What Colors are YOUR Flag?
by Mark Sichel, LCSW
I recently did some web surfing to learn about flags. In the process, I learned a new word: vexillology. Vexillology is the study and creation of flags. For this exercise, I am going to ask you to please, for a moment in time, to become a vexillologist.
Do you ever ask yourself, "Who am I? What do I stand for?" Alternatively, do you ever ask "What do I value and what are my central commitments in life?" If so, please continue reading and participate in the playful, but helpful exercise, of creating your own Personal Flag.
Tattoos, coats of arms, tartans, theme songs, anthems, and logos are all symbolic representations of individuals, groups, nations, clubs, and even corporations. In the art of making YOUR flag, bear in mind that it is a symbolic representation of Who You Are, What You Stand For, and What You Value in Your Life.
A client of mine in recovery for 14 months designed a flag consisting of a triangle on a green background. The green field, he said, is meant to symbolize growth; the triangle is his commitment to his sobriety, and the diamond his newly found sober and abstinent self. His flag gave him continued inspiration and hope throughout his recovery.

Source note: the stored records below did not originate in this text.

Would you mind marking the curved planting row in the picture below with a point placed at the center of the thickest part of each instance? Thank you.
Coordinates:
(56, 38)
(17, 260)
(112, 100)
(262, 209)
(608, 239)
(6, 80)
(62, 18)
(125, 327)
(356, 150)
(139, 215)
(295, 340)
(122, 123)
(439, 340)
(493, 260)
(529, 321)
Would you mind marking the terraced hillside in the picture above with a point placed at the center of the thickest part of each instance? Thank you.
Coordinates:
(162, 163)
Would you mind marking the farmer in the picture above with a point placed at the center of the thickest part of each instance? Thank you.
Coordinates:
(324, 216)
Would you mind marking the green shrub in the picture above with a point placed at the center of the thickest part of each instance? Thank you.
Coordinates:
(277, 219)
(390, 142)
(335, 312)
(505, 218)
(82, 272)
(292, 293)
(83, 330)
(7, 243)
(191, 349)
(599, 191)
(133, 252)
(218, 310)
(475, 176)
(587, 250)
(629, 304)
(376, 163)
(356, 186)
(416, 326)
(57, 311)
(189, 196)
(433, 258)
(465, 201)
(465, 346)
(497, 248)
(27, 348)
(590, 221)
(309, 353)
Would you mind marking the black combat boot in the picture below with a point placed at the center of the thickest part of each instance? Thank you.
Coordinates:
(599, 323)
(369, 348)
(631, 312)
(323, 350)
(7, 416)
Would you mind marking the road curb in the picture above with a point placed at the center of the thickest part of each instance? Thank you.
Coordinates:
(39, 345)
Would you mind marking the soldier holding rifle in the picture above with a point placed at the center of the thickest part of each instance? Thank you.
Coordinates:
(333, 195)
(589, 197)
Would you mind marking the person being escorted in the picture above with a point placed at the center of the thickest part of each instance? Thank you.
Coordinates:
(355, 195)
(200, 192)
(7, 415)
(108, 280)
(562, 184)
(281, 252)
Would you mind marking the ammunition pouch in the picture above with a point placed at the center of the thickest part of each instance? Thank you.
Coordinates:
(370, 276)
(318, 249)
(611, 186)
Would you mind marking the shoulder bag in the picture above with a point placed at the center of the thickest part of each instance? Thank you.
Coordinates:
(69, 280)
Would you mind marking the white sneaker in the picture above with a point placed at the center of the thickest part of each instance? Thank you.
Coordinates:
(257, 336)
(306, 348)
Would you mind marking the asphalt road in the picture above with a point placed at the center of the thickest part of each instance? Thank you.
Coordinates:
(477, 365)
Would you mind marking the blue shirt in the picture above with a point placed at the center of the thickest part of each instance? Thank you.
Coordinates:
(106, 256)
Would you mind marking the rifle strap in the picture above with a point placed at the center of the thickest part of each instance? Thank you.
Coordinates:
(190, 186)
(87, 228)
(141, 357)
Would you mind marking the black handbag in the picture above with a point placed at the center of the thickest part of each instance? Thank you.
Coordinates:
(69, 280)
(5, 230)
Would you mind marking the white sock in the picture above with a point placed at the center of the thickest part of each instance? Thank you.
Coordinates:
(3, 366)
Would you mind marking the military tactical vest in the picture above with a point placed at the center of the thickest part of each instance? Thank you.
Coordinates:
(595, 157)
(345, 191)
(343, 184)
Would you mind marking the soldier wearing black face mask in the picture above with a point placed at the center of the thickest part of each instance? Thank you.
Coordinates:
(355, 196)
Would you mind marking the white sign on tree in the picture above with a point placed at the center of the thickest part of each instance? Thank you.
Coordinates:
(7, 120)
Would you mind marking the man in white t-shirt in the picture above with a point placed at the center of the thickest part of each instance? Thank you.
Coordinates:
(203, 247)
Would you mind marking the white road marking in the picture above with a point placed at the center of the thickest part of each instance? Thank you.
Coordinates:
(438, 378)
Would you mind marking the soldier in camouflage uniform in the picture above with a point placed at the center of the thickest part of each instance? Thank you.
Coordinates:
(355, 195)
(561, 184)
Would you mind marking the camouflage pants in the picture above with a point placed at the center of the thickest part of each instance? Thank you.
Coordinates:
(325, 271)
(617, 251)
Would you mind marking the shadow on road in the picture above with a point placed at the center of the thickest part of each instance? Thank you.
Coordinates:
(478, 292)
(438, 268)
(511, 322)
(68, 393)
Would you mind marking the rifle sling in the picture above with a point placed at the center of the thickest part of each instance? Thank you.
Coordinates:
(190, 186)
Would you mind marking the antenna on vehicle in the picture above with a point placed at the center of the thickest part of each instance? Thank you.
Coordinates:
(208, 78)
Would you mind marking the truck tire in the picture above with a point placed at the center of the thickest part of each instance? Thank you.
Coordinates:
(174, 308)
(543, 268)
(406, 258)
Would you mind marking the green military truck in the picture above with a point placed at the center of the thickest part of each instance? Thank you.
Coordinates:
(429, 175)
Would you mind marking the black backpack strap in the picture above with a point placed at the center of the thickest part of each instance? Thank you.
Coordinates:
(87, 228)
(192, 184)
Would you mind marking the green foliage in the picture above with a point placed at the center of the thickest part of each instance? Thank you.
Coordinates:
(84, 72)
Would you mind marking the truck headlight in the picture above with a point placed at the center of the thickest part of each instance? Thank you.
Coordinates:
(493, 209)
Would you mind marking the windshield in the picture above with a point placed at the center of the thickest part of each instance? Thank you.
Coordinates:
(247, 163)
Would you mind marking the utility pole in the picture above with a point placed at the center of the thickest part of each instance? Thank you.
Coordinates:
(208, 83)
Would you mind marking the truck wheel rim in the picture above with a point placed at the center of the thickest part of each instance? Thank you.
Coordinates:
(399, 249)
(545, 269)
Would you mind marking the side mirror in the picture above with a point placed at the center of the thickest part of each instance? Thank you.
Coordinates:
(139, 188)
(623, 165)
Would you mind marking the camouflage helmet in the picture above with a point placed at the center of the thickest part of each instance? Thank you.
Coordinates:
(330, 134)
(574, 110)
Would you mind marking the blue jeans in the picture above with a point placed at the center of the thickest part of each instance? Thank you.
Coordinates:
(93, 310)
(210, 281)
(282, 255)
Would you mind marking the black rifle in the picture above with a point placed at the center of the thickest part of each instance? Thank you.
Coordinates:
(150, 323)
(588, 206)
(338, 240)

Studies have shown that addicts and children of addicts and other dysfunctional families have great difficulty formulating a personal identity. That is, knowing:
Who you are
What you want
What you like
What you stand for
What you believe in
These are all questions that become difficult to answer when you are trying to sort out your life, especially after having grown up in a dysfunctional family. Creating a personal flag is a great and fun way to answer these questions and a helpful tool for improving your self-esteem and asserting your Personal Bill of Rights.